Continuing on from Trapani, we made our way down to Sciacca, a fishing port perfect for our pit stop for a refreshing taste of gelato before we explore the rest of the south coast of Sicily. This town was a rather sleepy one but I loved the sweeping views of the sea from Piazza Scandaliato.
Not only is this a fishing port town, it has a huge ceramic making history and you definitely won't be hard pressed to find many stairs like this that are too good to pass up for a photo! We unfortunately didn't get a chance to visit the spas of Sciacca (largest spa town in Sicily) so that's definitely something else to occupy your time!
Our next stop on our road trip for the day was to Agrigento to get to the Valley of the Temples, a UNESCO world heritage listed site. In it's heyday it was one of the biggest Mediterranean cities in the region and it's pretty obvious with the amount of excavated buildings standing to this date. The excavated ruins are Doric style buildings and were built around the 5th century BC. It's always worth grabbing the audio guide and listening in on the facts that are contained within! I always marvel when visiting ruins regardless of how well kept they have been, it's always a pretty amazing thought to think these were built thousands of years ago!
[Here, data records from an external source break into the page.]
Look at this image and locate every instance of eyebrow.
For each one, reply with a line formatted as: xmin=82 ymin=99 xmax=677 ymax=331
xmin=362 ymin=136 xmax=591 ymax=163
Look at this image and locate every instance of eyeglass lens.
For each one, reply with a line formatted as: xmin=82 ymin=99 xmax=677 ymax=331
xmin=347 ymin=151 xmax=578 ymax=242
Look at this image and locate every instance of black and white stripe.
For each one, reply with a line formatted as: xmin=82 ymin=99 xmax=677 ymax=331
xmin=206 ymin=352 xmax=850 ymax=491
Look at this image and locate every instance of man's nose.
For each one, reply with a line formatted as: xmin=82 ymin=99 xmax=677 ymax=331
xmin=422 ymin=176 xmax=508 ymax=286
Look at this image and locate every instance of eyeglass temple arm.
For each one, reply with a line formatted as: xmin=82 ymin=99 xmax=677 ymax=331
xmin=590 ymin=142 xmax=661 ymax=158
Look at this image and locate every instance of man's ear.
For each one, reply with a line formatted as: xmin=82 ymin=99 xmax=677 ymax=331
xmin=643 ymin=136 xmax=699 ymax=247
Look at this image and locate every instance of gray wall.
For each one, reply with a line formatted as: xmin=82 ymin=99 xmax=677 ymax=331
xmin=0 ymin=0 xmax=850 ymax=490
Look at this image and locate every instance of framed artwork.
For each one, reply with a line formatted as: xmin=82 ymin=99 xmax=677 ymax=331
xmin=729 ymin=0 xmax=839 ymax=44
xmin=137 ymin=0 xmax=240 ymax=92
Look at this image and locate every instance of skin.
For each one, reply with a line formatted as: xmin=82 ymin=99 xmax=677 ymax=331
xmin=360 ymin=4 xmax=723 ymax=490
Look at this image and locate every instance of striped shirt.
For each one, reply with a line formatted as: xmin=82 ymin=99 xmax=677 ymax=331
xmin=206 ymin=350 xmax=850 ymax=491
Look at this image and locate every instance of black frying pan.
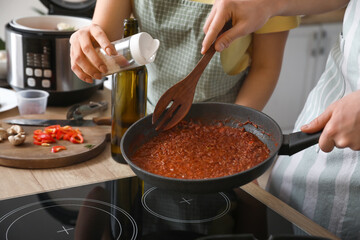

As with all archeological sites the Valley of the Temples is largely uncovered so if you're visiting in the summer time (and even in the shoulder season as we did) it can get scorching hot so remember to bring some cover & refreshments for some reprieve!
Ragusa, a gorgeous baroque town sits on its own hilltop and is just as impressive as how it looks in all shots was our last stop for the day and where we were staying overnight.
We stayed just outside the old town (Ragusa Ibla) in Ragusa Superior so we had somewhere easy to park and it was an easy stroll into Ragusa Ibla via the stairs that connect the two towns. You can also get gorgeous views of the town while enroute on these stairs!
Ragusa Ibla is where all the sights are though, so be sure to spend your time within this gorgeous and quaint old town. It was largely built in the 18th century and looks like everything you'd imagine a town built around that era to look like. I must say I loved exploring the small alleys and streets and getting lost within it all! We went for a wander before the town completely woke up and I always find this is a great time to do this as you can get to know the streets you love the most without having to navigate past crowds at the same time.
Make sure you venture into Gelati Divini in the Piazza Duomo, so refreshing and so many flavours to choose from!
Our next stop was Modica, a city we heard was famous for its chocolate production and once we heard that knew it definitely had to be our next stop!
The most famous chocolatier in Modica is Antica Dolceria Bonajuto and sells all the chocolate you could imagine in a huge variety of flavours. When you do taste it, it isn't necessarily how you would imagine chocolate to taste as it doesn't quite melt in your mouth straight away but still so delicious. We still highly recommend visiting this place for a taste & a peek of how the chocolate is made! The chocolate made in Modica is made the Aztec way and 400 years in the making with the chocolate processed and ground in a traditional stone bowl.
If you can't tell from the photos already you can see that the town is super hilly and as it was an extremely hot day in the middle of summer we were cheeky and drove through the town and made our way up the hill to the Church of San Giorgio and admired the view and grandeur of this church!
Our last stop that day on our journey of our Sicilian holiday was Syracuse. We enjoyed the beautiful little town and made our way into Ortigia. We not only wandered around inside the beautiful streets but also around the island and admired the view from the inside out and around!
While in Syracuse, drop by Trattoria la Tavernetta Da PIero for a relaxed local lunch and the freshest of seafood available!